The production values, which include the crazily-spirited choreography by Christopher Gattelli, are so strong that they come close to covering up the merely serviceable quality of much of the written material.

The book by Kyle Jarrow, Obie-winner for the brilliantly funny A VERY MERRY UNAUTHORIZED CHILDREN'S SCIENTOLOGY PAGEANT, introduces the main characters and then sets up the situation that a nearby underwater volcano, Mount Humongous is threatening to blow sky-high and destroy the surroundings.

The thin plot that has SpongeBob and Sandy trying to save the day, while the diabolical Sheldon Plankton (Wesley Taylor, grandly camping it up) and his computer W.I.F.E. Karen (wildly funny Stephanie Hsu), attempt to thwart their efforts.

An assortment of subplots keeps the other characters busy.
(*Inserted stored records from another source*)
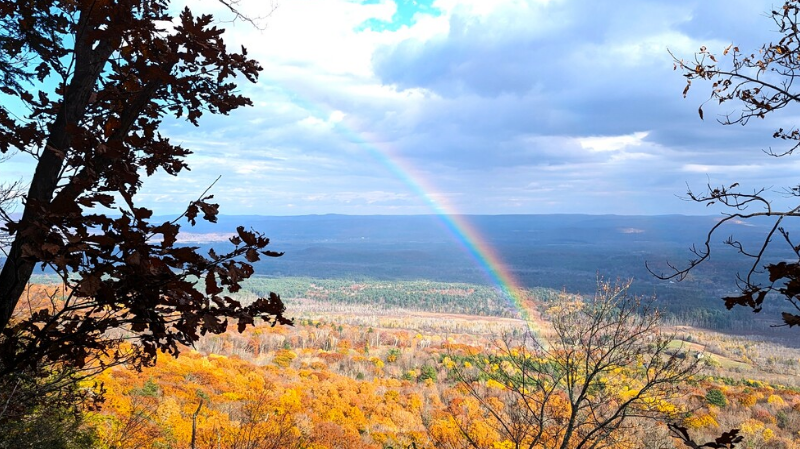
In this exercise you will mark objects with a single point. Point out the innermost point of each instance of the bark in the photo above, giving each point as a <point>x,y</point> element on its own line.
<point>90,59</point>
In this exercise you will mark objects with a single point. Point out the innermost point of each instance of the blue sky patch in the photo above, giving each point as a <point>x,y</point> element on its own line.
<point>405,15</point>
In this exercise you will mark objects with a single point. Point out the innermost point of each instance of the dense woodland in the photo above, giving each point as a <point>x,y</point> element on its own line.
<point>147,342</point>
<point>380,376</point>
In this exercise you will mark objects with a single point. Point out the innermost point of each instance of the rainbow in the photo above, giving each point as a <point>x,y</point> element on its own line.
<point>463,232</point>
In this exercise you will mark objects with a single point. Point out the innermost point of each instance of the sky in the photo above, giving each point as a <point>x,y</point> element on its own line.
<point>474,107</point>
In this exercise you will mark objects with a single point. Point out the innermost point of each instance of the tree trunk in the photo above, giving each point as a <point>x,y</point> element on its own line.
<point>90,59</point>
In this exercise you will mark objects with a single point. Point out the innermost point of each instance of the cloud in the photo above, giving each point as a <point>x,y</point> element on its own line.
<point>506,106</point>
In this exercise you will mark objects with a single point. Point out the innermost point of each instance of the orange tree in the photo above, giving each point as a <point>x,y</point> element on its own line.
<point>85,85</point>
<point>604,364</point>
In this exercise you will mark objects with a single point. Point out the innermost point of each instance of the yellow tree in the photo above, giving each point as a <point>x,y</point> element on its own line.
<point>605,363</point>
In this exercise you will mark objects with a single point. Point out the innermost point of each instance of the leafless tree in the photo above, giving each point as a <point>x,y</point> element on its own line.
<point>760,83</point>
<point>605,366</point>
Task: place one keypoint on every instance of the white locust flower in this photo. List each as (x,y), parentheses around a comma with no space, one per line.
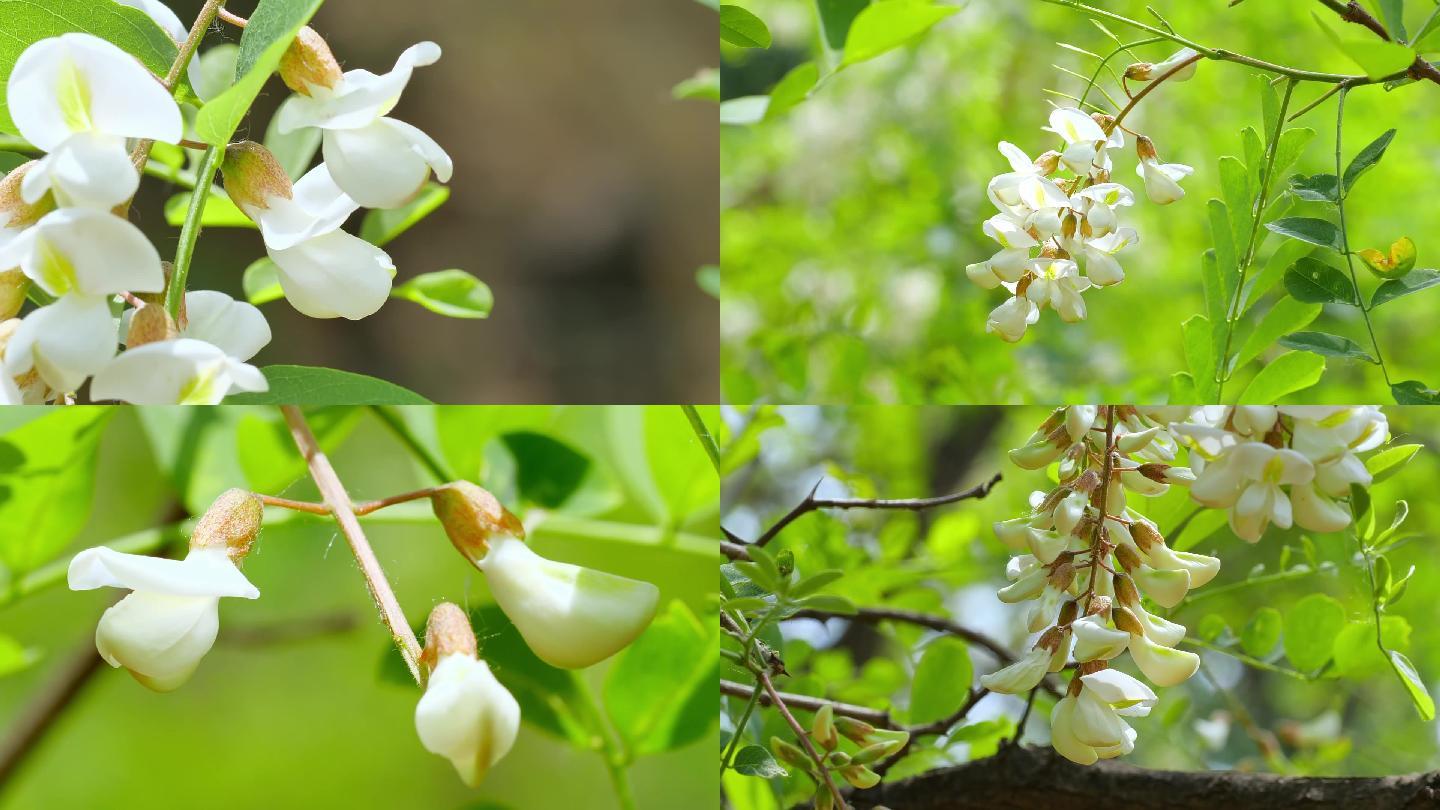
(79,97)
(169,621)
(378,160)
(572,617)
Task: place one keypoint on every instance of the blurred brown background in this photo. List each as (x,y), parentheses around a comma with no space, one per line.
(583,195)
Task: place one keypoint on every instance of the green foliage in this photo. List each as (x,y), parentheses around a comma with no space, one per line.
(271,29)
(26,22)
(307,385)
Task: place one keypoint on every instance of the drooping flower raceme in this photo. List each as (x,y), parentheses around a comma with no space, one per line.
(1099,572)
(1059,224)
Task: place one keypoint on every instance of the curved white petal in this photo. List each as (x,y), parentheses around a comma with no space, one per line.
(334,276)
(78,82)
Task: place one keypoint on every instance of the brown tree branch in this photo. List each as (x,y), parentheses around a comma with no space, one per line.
(1038,779)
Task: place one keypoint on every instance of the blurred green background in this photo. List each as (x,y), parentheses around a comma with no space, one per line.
(293,705)
(946,561)
(847,222)
(583,195)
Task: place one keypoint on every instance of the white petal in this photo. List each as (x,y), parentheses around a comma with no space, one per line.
(334,276)
(79,82)
(236,327)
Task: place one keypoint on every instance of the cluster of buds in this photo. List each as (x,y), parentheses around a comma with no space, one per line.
(1099,572)
(569,616)
(1059,225)
(867,745)
(66,239)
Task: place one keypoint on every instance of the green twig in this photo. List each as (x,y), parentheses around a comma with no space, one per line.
(1253,242)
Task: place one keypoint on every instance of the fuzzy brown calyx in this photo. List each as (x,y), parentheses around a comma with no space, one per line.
(254,176)
(471,515)
(232,522)
(150,325)
(447,633)
(308,62)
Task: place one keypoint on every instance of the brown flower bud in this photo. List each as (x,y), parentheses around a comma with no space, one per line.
(13,287)
(1125,590)
(447,633)
(252,176)
(308,62)
(232,522)
(15,212)
(471,515)
(150,325)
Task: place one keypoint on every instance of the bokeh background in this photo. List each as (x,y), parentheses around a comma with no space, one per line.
(294,705)
(946,561)
(847,222)
(583,195)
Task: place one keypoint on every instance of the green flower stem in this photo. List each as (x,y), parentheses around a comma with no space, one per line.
(190,231)
(1350,258)
(1253,242)
(703,434)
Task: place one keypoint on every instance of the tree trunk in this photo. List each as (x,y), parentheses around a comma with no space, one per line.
(1038,779)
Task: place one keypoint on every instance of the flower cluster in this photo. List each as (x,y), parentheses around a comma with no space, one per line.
(1100,575)
(1059,224)
(569,616)
(97,281)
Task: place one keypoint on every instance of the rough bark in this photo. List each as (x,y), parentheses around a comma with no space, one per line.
(1038,779)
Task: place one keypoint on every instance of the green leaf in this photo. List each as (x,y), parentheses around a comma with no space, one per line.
(892,23)
(547,470)
(382,227)
(1414,392)
(743,29)
(1311,627)
(1367,159)
(1328,345)
(1262,633)
(942,681)
(1410,678)
(1318,283)
(1374,55)
(261,283)
(46,483)
(792,90)
(308,385)
(1413,281)
(1390,460)
(26,22)
(835,18)
(756,761)
(1308,229)
(452,293)
(219,212)
(1286,374)
(1286,316)
(271,29)
(1318,188)
(661,689)
(293,150)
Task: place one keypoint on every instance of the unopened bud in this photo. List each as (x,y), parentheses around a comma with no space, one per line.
(308,62)
(150,325)
(447,633)
(252,176)
(232,522)
(471,515)
(13,287)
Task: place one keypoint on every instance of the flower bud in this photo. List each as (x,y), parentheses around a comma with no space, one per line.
(252,177)
(150,325)
(465,715)
(231,523)
(471,515)
(308,64)
(572,617)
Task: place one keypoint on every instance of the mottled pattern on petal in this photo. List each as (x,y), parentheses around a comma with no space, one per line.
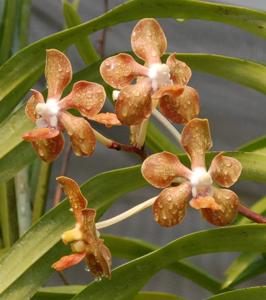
(229,202)
(68,261)
(134,103)
(40,134)
(225,170)
(148,40)
(49,149)
(119,70)
(196,140)
(170,207)
(36,98)
(87,97)
(180,71)
(98,256)
(205,202)
(77,201)
(161,169)
(179,107)
(58,73)
(81,134)
(108,119)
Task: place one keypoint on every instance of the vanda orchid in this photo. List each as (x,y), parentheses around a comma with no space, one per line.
(44,239)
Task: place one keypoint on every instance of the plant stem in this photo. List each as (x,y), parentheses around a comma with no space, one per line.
(132,211)
(245,211)
(162,119)
(118,146)
(66,158)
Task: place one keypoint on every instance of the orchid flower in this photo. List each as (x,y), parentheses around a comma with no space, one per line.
(156,82)
(51,117)
(219,206)
(84,238)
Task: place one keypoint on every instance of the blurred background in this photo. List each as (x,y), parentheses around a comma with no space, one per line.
(236,115)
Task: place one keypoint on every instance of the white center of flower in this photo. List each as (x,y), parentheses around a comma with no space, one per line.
(160,76)
(201,182)
(48,113)
(115,95)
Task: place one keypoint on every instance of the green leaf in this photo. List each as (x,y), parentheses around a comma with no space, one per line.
(132,248)
(129,278)
(8,213)
(8,29)
(254,293)
(19,74)
(33,255)
(84,45)
(67,292)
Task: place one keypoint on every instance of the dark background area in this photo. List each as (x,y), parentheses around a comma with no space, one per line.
(236,115)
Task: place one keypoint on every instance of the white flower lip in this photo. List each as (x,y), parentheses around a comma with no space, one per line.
(159,75)
(201,182)
(48,113)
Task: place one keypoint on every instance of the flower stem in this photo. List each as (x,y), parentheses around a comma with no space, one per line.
(174,132)
(132,211)
(118,146)
(246,212)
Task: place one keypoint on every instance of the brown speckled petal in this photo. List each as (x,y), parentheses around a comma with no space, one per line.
(58,73)
(87,97)
(77,201)
(179,107)
(161,169)
(81,134)
(196,140)
(119,70)
(134,103)
(36,98)
(49,149)
(98,256)
(148,40)
(170,207)
(40,134)
(180,71)
(68,261)
(229,202)
(225,170)
(108,119)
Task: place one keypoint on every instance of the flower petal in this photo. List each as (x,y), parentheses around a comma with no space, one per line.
(58,73)
(98,255)
(225,170)
(148,40)
(204,202)
(180,71)
(108,119)
(87,97)
(49,149)
(228,202)
(134,103)
(30,108)
(170,207)
(68,261)
(161,169)
(196,140)
(40,134)
(77,201)
(119,70)
(177,106)
(80,132)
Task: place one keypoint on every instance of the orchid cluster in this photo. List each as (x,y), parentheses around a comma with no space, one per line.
(140,89)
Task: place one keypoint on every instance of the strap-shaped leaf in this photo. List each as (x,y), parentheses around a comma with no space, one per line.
(19,74)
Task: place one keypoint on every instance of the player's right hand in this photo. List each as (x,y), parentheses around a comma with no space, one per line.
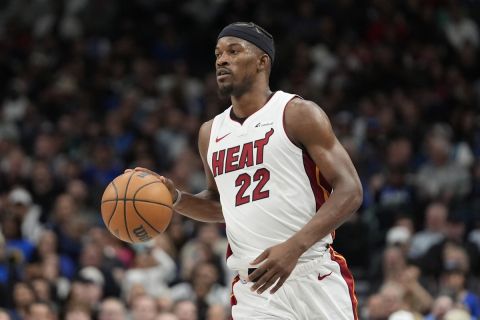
(167,182)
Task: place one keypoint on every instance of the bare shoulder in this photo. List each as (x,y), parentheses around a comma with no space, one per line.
(306,121)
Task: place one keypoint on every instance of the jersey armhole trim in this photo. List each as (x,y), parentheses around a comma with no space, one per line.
(291,144)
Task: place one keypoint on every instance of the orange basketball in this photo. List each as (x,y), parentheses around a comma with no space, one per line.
(136,206)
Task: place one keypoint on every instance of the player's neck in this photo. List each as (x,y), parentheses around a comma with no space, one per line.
(251,101)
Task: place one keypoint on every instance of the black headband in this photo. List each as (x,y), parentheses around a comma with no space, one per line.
(252,33)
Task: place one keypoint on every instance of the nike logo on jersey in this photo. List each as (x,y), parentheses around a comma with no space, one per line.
(320,278)
(218,139)
(263,124)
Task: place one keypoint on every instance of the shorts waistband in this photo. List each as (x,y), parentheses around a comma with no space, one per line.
(299,270)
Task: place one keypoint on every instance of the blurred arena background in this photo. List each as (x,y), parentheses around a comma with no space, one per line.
(91,87)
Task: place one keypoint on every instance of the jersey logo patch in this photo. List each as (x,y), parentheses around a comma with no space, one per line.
(258,125)
(320,277)
(218,139)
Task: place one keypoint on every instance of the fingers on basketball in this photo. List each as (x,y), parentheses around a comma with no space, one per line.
(136,206)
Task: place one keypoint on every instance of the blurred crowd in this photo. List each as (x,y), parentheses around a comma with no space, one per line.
(89,88)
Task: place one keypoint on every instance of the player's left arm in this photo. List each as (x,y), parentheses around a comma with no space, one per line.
(308,126)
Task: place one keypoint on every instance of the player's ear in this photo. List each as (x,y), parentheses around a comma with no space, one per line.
(263,62)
Squidward's failed attempt to satisfy the contractual demands of a punk rock trio he's booked for a concert somehow lead to Lee's show-stopping four-footed tap routine. And whatever excuse is made to have Eugene's daughter Pearl involved is justified once getting a load of Jai'Len Christine Li Josey's stratospheric vocals.

Review: Tina Landau Spins Seaweed Into Gold With SPONGEBOB SQUAREPANTS  Image
Gavin Lee and Company
(Photo: Joan Marcus)

As for the score, orchestrator and arranger Tom Kitt works with individual contributions written for the show by an assortment of stars (Yolanda Adams, Steven Tyler & Joe Perry of Aerosmith, Sara Bareilles, Jonathan Coulton, Alex Evert of Edward Sharpe & the Magnetic Zeros, The Flaming Lips, Lady Antebellum, Cyndi Lauper & Rob Hyman, John Legend, Panic! At the Disco, Plain White T's, They Might Be Giants, T.I., Domani & Lil'C), a reworked version of David Bowie and Brian Eno's "No Control," Tom Kenny and Andy Paley's "Best Day Ever," written for the series, and the cartoon's theme song, penned by Derek Drymon, Mark Harrison, Stephen Hillenburg and Blaise Smith.

It's not a particularly memorable collection, though Coulton's "Bikini Bottom Day" is a solid opener, introducing the setup and main characters. Bareilles contributes the terrific "protest song" called "Poor Pirates," which tells of the sensitive side of the seafaring cutthroats. It's led by Patchy The Pirate (very funny Jon Rua), an audience member who gets tossed from the theatre by security for trying to take an onstage selfie before the show and spends the night trying to get back in.

Surely, fans of the cartoon series should find more to love in the book and score, but there's no denying that SpongeBob SquarePants is an optical treasure filled with clever stagecraft and played by a top-shelf company.